LibreOffice is powered by a team of volunteers, every bug is confirmed (triaged) by human beings who mostly give their time for free. We invite you to join our triaging by checking out this link: https://wiki.documentfoundation.org/QA/BugTriage
There are also other ways to get involved including with marketing, UX, documentation, and of course developing -  http://www.libreoffice.org/get-help/mailing-lists
Comment 4 Dennis Roczek 2013-08-15 17:04:47 UTC
heh, I started to analyze the file more and searched a bit in some forums and blogs. It turned out that this is a DRM protected file and thus the decoding doesn't work. Moreover I realized that PDF readers (doesn't matter which one, neither Adobe Reader nor other free ones) can actually copy texts out of this PDF document. The text which is copied is either"rubbish" or  the white boxes with black border (as seen on Asian websites without having installed special fonts on older web browsers)...

LibO should at least warn the user (that LibO can't handle some fonts / texts) if the user try to open/edit an DRM file.
Comment 5 Xisco Faulí 2014-08-11 11:29:20 UTC
Created attachment 104433 [details]
incorrect text codification (Libo 4.4)

How it looks with Version: 4.4.0.0.alpha0+
Build ID: 33fd0d8ae6a6b4e5226991e39fe755d84cb78280
TinderBox: Win-x86@51-TDF, Branch:MASTER, Time: 2014-07-14_10:10:0
Comment 6 Xisco Faulí 2014-08-11 13:22:28 UTC
I update the title as the images are displayed correctly, however the text isn't.
It looks like a commit in b3f41543851e9985c6c7ba133c32753c9bc732c1..b1f7dd66b898b03cb4bd8d434b6370310ea95946 fixed the missing text problem but did not fix it completely and the text encoding is still wrong.
Comment 7 QA Administrators 2015-09-04 02:48:33 UTC Comment hidden (obsolete)
Comment 8 Xisco Faulí 2015-09-04 08:28:19 UTC Comment hidden (obsolete)
Comment 9 QA Administrators 2016-09-20 10:29:37 UTC Comment hidden (obsolete)
Comment 10 Dennis Roczek 2016-09-26 20:07:23 UTC
still repro

Version: 5.2.1.2 (x64)
Build-ID: 31dd62db80d4e60af04904455ec9c9219178d620
CPU-Threads: 4; BS-Version: Windows 6.19; UI-Render: Standard; 
Gebietsschema: de-DE (de_DE); Calc: group

@xisco: you changed the title of that bug, did you read my comment #4 (not text encoding problem, but drm!)
Comment 11 Xisco Faulí 2017-09-29 08:50:07 UTC Comment hidden (obsolete)
Comment 12 Dennis Roczek 2017-10-08 15:32:10 UTC Comment hidden (obsolete)
Comment 13 Urmas 2017-10-16 08:17:09 UTC
The text is extracted fine, it's just encoded.

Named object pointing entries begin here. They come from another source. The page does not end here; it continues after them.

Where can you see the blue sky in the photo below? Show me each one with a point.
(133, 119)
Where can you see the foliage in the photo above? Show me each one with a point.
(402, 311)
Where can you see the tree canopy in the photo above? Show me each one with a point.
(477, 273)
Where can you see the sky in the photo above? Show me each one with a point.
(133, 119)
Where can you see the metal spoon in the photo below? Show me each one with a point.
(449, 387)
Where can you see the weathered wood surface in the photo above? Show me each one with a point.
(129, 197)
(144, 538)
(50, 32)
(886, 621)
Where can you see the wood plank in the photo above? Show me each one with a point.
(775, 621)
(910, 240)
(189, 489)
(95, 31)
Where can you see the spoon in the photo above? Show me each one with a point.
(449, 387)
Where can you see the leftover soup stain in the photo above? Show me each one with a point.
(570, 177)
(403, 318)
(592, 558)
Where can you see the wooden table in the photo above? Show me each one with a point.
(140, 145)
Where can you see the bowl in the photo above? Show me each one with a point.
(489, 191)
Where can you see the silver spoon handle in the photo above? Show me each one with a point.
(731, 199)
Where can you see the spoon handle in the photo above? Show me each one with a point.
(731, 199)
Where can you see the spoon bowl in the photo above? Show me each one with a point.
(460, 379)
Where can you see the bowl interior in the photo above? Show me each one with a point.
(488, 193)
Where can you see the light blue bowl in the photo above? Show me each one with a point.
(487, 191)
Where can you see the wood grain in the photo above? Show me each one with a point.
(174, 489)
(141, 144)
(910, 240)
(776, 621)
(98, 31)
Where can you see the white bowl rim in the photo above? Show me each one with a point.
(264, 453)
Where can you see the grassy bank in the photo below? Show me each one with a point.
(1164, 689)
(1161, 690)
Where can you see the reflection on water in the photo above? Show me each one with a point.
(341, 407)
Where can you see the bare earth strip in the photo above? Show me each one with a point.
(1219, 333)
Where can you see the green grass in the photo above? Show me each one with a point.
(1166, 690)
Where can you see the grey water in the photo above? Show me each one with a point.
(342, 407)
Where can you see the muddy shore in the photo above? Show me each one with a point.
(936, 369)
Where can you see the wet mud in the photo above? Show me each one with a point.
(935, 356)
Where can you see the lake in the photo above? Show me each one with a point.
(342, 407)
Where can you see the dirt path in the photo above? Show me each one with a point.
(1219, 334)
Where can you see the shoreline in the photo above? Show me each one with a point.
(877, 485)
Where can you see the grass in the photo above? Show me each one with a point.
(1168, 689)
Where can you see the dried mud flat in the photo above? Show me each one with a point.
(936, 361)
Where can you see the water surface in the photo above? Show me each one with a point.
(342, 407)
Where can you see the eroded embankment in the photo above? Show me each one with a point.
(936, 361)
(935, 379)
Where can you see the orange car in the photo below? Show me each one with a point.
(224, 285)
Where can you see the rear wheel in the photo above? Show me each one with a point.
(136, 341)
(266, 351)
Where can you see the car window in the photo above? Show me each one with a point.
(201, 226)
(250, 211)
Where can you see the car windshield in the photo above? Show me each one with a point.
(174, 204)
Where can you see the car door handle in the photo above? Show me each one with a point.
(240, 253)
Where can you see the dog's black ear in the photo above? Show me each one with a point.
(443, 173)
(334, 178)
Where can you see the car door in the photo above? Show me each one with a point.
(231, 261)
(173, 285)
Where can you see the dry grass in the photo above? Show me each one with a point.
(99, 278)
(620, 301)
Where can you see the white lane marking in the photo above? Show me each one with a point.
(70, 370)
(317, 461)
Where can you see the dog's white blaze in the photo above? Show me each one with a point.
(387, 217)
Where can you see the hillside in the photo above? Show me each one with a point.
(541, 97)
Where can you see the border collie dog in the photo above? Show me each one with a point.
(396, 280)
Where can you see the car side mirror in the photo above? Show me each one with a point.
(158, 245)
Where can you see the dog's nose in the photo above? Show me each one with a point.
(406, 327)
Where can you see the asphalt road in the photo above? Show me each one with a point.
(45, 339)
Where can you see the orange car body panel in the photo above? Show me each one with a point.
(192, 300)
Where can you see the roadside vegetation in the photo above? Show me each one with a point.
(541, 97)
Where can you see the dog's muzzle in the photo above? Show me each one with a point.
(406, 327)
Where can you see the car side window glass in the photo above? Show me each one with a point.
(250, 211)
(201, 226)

You can simply replace the symbols with corresponding letters.
Comment 14 Timur 2018-04-19 10:15:34 UTC Comment hidden (obsolete)
Comment 15 Dennis Roczek 2018-04-24 08:47:19 UTC
(In reply to Timur from comment #14)
> Could someone write what this bug is about, what's "expected"?

for example the biggest headline in the middle should display "IBM steigt bei OpenOffice ein" and not some "rubbish".

As my analysis a few years ago showed that this is DRM stuff, I do not believe that we can resolve this...
Comment 16 QA Administrators 2019-10-28 03:30:10 UTC Comment hidden (obsolete)
Comment 17 Timur 2019-12-15 19:21:19 UTC Comment hidden (obsolete)
Comment 19 QA Administrators 2019-12-16 03:32:20 UTC Comment hidden (obsolete)
Comment 20 Dieter 2019-12-16 09:24:16 UTC Comment hidden (obsolete)
Comment 21 Timur 2020-11-02 14:14:39 UTC
Hi Khaled. Can you please see this bug of fileopen PDF. Opinions are different: DRM, encoding, toUnicode. I ask you because of seemingly related bug 66597. Thanks.